In February 2017, Sharp sold River Valley to Rick Torbeck who recently formed Integrity Fiber Supply, which is part of Indianapolis-based holding company Schwarz Partners. After the acquisition of River Valley, Torbeck performed financial analysis on older equipment, focusing on production, transportation, bale integrity, safety and overall plant efficiency. He determined that new equipment was required.
Jeff Rooney, services and facility manager at River Valley Paper Co., says tissue pack is a particularly important grade for the Yulee facility. The Yulee facility had been operating two balers in 2017, but he says the company recognized that its two-ram baler wasn’t efficiently baling the tissue pack grade.
“We were only achieving low 30,000-pound containers for export, but we had the permission to load 50,000-pound containers,” Rooney says. “The baler we were using, which was a two-ram baler to bale our tissue, was producing 1,000- to 1,100-pound bales.”
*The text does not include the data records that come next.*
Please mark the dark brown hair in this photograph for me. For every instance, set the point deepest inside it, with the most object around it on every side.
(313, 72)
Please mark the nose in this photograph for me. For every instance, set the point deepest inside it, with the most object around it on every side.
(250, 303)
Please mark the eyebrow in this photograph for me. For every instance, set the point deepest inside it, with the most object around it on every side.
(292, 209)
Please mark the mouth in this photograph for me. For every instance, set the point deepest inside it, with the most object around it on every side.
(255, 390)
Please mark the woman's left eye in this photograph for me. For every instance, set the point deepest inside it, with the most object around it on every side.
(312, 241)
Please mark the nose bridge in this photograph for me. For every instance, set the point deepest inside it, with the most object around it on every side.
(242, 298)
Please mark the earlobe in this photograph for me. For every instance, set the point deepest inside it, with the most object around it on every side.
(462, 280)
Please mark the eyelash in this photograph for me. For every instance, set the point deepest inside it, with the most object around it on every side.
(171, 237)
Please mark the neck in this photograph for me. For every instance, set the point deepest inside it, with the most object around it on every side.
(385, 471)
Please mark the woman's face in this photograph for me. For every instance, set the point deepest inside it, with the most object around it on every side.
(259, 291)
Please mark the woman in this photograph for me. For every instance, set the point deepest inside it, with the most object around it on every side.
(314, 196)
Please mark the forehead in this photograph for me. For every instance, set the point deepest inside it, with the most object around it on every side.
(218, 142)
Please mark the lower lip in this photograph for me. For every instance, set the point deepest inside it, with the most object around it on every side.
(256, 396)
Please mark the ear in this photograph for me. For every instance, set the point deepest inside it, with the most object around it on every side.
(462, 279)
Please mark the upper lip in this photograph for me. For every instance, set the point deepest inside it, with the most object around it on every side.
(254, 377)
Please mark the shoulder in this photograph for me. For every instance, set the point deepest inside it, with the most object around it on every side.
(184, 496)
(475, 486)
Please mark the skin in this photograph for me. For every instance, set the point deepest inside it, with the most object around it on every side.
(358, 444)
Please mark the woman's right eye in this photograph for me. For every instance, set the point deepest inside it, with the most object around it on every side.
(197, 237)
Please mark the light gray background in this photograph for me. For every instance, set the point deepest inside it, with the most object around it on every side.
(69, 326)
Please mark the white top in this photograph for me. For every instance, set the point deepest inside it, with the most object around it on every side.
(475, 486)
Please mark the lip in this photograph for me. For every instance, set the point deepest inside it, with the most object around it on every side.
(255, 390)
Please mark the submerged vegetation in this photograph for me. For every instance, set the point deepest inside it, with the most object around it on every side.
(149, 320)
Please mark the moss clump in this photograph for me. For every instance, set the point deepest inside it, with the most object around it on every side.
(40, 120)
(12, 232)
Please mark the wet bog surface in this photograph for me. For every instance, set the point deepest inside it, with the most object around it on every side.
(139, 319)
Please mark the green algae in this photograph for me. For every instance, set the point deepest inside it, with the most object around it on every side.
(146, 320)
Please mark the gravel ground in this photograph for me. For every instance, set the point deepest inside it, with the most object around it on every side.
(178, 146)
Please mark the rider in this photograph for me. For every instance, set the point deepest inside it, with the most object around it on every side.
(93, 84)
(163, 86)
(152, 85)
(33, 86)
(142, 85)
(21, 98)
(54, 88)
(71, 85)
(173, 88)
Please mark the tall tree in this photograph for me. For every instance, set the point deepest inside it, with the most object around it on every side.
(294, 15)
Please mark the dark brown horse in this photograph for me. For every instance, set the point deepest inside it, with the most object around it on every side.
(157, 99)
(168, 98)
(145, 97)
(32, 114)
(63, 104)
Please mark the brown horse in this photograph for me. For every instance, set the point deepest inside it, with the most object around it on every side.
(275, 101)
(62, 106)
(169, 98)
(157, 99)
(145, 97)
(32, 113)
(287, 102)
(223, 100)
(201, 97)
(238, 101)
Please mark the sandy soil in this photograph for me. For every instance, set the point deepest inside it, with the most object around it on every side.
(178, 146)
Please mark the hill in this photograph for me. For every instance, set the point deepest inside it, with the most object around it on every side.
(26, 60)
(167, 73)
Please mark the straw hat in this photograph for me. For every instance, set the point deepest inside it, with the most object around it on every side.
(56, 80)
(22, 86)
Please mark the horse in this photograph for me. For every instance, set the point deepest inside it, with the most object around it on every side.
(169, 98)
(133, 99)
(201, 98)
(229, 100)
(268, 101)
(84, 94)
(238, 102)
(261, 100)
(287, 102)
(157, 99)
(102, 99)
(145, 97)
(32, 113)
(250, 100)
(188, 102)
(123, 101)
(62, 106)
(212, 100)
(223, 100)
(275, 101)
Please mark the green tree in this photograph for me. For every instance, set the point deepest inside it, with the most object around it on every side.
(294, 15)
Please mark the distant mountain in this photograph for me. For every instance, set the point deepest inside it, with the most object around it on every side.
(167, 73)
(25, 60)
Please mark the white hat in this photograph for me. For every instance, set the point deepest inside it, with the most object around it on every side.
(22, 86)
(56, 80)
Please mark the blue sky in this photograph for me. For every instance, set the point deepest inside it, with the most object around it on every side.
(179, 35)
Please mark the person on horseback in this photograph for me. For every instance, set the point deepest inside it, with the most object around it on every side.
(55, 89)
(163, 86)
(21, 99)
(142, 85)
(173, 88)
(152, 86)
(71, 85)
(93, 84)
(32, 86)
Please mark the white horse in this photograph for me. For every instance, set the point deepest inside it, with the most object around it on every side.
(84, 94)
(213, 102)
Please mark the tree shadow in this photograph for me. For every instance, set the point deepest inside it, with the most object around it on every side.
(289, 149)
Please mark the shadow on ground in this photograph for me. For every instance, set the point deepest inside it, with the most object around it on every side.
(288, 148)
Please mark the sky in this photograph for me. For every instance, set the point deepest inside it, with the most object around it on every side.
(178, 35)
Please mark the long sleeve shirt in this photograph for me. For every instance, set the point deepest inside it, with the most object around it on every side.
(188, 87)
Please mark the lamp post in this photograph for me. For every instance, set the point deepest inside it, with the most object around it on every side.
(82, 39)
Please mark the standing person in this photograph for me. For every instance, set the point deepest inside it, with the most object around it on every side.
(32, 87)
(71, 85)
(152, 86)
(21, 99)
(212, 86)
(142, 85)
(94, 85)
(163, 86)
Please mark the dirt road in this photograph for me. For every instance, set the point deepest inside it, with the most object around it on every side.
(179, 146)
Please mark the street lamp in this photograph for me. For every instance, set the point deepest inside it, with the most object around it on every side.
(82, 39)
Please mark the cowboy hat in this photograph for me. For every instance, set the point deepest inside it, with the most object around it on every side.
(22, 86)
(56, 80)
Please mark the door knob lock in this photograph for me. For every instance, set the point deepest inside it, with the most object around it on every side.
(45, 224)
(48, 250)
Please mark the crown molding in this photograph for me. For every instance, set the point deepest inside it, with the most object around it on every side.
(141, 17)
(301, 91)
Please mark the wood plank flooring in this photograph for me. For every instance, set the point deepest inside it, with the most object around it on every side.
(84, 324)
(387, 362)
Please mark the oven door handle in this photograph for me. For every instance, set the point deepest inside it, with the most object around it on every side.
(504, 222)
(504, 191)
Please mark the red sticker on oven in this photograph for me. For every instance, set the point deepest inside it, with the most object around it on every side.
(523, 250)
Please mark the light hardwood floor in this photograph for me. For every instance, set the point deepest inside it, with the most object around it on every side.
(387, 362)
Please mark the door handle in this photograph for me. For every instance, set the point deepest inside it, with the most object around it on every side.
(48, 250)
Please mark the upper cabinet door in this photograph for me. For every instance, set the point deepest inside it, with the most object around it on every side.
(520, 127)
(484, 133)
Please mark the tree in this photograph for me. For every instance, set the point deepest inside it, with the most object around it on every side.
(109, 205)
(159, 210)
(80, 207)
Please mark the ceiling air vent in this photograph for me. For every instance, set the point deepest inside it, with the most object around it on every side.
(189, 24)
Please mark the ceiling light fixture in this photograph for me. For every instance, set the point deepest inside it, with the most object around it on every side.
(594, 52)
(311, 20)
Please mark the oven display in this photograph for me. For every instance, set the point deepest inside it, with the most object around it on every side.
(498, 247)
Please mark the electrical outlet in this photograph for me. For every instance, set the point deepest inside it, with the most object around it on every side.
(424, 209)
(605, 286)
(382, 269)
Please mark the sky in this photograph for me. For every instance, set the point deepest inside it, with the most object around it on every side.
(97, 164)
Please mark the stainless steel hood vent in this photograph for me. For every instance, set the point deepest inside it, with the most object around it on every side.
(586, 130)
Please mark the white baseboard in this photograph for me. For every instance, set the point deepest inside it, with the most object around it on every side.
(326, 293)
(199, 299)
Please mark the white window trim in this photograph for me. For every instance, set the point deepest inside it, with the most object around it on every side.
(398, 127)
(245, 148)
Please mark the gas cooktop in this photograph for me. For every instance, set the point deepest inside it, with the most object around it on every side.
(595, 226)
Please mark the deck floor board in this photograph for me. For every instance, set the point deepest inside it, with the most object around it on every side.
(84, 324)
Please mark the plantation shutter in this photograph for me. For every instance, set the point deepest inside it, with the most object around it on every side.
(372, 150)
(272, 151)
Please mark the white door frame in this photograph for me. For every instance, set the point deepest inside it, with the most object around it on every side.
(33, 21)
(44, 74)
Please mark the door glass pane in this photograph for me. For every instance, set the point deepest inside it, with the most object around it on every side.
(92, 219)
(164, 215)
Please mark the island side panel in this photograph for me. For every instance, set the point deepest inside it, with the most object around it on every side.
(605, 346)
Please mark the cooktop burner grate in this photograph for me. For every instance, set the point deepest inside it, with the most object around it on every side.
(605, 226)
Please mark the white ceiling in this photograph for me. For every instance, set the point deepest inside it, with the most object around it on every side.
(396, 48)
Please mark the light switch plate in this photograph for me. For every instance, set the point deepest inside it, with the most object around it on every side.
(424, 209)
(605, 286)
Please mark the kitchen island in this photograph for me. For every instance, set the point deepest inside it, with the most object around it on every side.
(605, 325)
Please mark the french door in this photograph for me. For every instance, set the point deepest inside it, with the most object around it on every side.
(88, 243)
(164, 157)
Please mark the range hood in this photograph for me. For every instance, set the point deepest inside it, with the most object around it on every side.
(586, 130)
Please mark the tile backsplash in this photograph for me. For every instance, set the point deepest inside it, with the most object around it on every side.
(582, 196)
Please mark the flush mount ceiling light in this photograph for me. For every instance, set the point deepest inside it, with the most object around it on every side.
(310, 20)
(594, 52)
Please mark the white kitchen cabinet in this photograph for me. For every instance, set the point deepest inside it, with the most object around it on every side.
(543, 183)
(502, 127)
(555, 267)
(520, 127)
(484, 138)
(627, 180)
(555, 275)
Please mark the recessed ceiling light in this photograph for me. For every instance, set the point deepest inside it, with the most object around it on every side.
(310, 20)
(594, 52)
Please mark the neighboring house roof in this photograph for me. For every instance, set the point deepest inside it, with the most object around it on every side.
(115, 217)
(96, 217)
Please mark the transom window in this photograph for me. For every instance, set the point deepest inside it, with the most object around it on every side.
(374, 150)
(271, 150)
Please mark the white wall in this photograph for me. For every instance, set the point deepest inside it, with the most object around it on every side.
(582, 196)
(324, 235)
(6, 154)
Jay Thornton, production manager at River Valley Paper Co., adds that the Akron facility also ran into similar issues with one of its balers around that same time. It was operating a two-ram baler for old corrugated containers (OCC) and sorted office paper (SOP), but the bales weren’t reaching desired weights. He says the baler was older and required a lot of maintenance.
“It just wasn’t efficient,” Thornton says. “We weren’t getting the weights for export or domestic. We only got 1,200- to 1,500-pound bales.”
Torbeck researched a few baler manufacturers. Imabe invited him to tour its fabrication facility and headquarters in Spain, and Torbeck was impressed by the solid structure, powerful hydraulic system, and performance of the Imabe balers. So, the company added Imabe balers at both its Akron and Yulee facilities.
Both facilities installed Imabe H-240/3000 single-ram balers along with Imabe Tr1500 hoggers as well as three conveyors. The Yulee facility’s new baler incorporated a dual-feed conveyor as well. Additionally, the company installed Imabe shredders at both its Akron and Yulee sites to allow the company to make more product and process materials it could not bale prior to the shredder installation. Adding a shredder also gave the company the ability to offer destruction services to customers who would be concerned about information getting out into the marketplace.
Thornton says the installation in Akron was fairly smooth. Imabe installers were able to place the single-ram baler into the facility using cranes because of the way the facility is configured.
In Yulee, Rooney says the installation took a little over a month. He says that facility has some issues with groundwater since it’s six feet above the water table, so the pits for the baler had to be waterproofed. However, he adds that Imabe did “a really great job” and had personnel who stayed for the entire duration of the installation.
Only a few months after installation, Rooney says the company recognized major improvements in baling efficiency. In Yulee, the bales are nearly double the size of what had been produced before. It’s also faster than the two balers it had been previously using. The Imabe single-ram baler is capable of producing about 42 tons per hour. Rooney adds that the facility is currently operating the machine at about 30 tons per hour.
“The baler doubles production,” he says. “It really enables us to keep our heads above the water with incoming material, and we’re able to process it faster. We’re also able to produce 2,500- to 2,700-pound bales. We’re regularly loading 50,000-plus pounds on our export containers, which has been huge for us.”
Thornton says the baler in Akron has produced similar results. “It’s just a really efficient machine compared to small double-ram balers we had before. It’s a good baler that produces a good product.”